TYLDESLEY Top Chapel is set to be transformed into a nursery.

The historic chapel was bought by Rapid Deployment CCTV from Cadence Festivals Limited in November for £127,500.

The surveillance company’s managing director James Fletcher says a 10-year lease for a nursery to be based at the grade II listed building on Upper George Street has been drawn up.

He would not reveal who is set to run the nursery, which has been pencilled in for a May opening.

Work has been carried out, which has been overseen by Wigan Council's archives department, to ensure that the building is fit to be used as a nursery.

Peter Tyldesley, a lecturer at the University of Exeter who set up the Tyldesley Building Preservation Trust in an unsuccessful bid to acquire the chapel as a multi-purpose community hub, says extensive research he has undertaken leads him to believe that bodies are still buried in the chapel’s yard.

But Mr Fletcher says Cadence Festivals Limited has assured him that all bodies buried at the site have been exhumed.
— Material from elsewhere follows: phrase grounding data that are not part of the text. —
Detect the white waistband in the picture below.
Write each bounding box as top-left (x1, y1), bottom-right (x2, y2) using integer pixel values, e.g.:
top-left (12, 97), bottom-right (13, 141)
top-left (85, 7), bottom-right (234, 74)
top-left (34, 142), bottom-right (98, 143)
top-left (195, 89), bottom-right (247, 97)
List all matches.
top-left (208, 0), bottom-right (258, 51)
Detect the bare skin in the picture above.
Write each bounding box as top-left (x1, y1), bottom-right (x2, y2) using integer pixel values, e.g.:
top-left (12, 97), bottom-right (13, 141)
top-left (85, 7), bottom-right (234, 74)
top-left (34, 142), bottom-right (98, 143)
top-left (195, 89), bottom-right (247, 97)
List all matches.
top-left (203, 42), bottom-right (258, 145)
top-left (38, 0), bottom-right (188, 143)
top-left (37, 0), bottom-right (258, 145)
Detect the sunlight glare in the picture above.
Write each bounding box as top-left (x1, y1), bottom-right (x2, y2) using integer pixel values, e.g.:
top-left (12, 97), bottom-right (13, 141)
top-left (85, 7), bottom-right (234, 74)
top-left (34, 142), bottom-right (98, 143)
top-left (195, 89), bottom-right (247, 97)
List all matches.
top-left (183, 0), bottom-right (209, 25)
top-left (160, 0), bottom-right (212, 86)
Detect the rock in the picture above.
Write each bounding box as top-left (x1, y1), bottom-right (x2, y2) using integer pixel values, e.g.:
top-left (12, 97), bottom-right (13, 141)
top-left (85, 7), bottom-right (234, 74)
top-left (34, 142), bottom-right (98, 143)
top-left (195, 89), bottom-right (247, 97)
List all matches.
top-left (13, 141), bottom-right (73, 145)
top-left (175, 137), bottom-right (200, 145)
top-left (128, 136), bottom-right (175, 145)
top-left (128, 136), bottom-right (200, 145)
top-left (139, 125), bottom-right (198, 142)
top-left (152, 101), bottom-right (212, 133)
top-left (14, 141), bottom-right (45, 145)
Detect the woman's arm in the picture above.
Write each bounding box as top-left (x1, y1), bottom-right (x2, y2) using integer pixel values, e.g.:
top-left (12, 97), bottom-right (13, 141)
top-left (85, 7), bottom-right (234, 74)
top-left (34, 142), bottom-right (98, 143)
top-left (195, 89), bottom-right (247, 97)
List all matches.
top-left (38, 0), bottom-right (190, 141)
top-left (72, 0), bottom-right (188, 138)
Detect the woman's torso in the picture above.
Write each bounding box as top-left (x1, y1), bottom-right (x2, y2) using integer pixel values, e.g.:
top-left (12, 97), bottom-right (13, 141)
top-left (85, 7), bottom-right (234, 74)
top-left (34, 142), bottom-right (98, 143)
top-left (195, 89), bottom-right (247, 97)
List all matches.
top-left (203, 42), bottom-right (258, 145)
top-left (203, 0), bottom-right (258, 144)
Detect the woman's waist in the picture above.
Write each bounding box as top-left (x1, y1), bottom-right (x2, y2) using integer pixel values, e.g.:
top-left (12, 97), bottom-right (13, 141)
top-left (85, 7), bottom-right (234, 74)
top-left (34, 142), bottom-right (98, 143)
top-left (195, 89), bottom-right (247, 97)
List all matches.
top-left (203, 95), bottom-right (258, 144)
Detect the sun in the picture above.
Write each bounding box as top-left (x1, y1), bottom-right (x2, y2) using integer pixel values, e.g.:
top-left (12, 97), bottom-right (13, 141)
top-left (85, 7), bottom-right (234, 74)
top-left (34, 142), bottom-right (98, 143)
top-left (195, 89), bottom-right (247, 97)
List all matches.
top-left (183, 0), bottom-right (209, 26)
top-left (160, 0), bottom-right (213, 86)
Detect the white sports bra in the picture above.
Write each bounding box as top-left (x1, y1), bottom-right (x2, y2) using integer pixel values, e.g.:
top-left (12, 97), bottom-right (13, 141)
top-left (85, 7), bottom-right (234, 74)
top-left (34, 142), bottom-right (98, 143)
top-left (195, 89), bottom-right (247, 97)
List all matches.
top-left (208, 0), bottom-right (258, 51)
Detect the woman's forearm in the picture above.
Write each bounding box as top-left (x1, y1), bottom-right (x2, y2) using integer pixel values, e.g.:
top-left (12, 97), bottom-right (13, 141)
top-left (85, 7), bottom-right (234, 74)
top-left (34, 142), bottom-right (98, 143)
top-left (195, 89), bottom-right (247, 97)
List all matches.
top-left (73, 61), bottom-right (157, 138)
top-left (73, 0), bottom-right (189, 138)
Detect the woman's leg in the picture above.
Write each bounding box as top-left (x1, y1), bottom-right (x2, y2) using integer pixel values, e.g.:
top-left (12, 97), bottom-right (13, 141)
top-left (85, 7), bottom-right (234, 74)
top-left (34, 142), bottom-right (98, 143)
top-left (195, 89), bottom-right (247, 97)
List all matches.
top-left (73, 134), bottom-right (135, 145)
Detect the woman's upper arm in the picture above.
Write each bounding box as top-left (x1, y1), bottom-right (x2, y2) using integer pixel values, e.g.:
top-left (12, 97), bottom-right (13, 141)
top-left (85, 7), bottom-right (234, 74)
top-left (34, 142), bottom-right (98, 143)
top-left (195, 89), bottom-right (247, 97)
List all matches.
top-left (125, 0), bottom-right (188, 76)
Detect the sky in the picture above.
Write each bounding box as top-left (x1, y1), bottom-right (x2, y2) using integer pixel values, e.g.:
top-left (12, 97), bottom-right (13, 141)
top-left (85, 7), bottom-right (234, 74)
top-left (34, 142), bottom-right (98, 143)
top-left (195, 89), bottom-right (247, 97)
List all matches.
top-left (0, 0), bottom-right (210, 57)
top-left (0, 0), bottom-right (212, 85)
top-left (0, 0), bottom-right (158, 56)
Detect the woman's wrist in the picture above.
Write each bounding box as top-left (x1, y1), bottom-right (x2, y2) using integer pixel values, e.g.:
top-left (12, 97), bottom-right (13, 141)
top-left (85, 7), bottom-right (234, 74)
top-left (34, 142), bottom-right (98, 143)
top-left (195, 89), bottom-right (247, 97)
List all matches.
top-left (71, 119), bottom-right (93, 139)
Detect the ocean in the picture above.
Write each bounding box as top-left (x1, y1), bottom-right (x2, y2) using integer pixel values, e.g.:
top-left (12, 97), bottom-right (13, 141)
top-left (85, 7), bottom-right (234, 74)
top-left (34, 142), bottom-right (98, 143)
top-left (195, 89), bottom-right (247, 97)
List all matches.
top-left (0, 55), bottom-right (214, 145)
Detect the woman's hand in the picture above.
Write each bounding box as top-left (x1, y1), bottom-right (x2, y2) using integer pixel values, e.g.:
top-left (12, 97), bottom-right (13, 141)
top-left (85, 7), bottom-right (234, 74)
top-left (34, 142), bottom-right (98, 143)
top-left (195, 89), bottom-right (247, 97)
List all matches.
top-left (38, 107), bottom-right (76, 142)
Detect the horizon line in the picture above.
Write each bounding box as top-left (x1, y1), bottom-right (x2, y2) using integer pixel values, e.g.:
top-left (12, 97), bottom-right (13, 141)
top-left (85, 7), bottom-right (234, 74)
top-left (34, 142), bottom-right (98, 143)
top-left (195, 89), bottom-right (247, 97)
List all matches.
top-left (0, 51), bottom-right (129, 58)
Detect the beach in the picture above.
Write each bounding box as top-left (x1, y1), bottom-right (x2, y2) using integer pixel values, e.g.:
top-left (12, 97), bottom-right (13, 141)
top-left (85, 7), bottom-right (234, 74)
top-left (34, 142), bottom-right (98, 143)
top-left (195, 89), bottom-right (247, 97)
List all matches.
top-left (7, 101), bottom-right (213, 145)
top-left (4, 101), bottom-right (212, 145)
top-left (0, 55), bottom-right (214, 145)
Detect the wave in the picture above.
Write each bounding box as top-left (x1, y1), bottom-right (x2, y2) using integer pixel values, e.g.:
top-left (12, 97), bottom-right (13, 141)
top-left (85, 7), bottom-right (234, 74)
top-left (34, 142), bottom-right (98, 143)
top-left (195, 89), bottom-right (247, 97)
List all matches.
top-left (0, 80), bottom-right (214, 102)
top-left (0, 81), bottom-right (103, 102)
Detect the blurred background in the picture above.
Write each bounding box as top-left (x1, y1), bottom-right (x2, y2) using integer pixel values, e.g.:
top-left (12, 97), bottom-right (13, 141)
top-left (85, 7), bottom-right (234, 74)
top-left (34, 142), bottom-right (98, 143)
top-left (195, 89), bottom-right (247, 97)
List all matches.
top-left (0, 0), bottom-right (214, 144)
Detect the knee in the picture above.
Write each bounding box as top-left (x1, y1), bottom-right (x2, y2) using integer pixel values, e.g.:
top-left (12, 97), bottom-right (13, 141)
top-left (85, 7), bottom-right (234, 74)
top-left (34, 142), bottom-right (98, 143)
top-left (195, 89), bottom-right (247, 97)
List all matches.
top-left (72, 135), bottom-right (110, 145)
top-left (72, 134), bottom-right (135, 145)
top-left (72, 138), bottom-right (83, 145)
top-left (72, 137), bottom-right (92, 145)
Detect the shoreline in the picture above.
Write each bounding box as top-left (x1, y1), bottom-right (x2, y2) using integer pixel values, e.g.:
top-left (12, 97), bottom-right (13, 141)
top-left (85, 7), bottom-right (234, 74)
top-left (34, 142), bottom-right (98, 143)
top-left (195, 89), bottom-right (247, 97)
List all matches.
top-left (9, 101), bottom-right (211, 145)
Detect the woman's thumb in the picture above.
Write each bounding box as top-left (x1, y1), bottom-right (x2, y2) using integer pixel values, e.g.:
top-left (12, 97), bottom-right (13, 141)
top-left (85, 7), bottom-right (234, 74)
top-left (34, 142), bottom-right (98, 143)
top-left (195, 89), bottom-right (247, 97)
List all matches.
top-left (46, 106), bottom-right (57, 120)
The chapel, which was built in 1789, was bought by Cadence Cafe CIC for £50,000 in September 2015 after being awarded £188,200 by Wigan Council’s Deal for Communities Investment Fund to enable it to be used as a community hub.

The building was controversially put up for auction as a commercial property with a £150,000 price tag just eight months later after its ownership had been transferred to Cadence Festivals Limited.

Now that the chapel has been sold to Rapid Deployment CCTV Cadence Café Community Interest Company and Cadence Festivals Limited are in the process of being dissolved, which has been confirmed by a spokesman for Companies House.

Mr Fletcher says the surveillance company only bought the building, not its historic John Nicholson organ – which was installed in 1859 and is on the National Pipe Organ Register – and other archive items, some of which date back to the 17th century.

Mr Tyldesley said: "The earliest document in the Tyldesley Top Chapel archive dates back to 1689, though much of the material is from the Victorian era.

"All these historical records should be made readily accessible to local residents.

"The archive also contains information about local families going back to the 19th century and includes the two original Books of Common Prayer given to ‘Tildsley Chapel’ by Mrs Johnson in 1790.

"The Tyldesley Building Preservation Trust’s current priority is to ensure the archive is deposited for safekeeping so it will be available to the public for research in the future."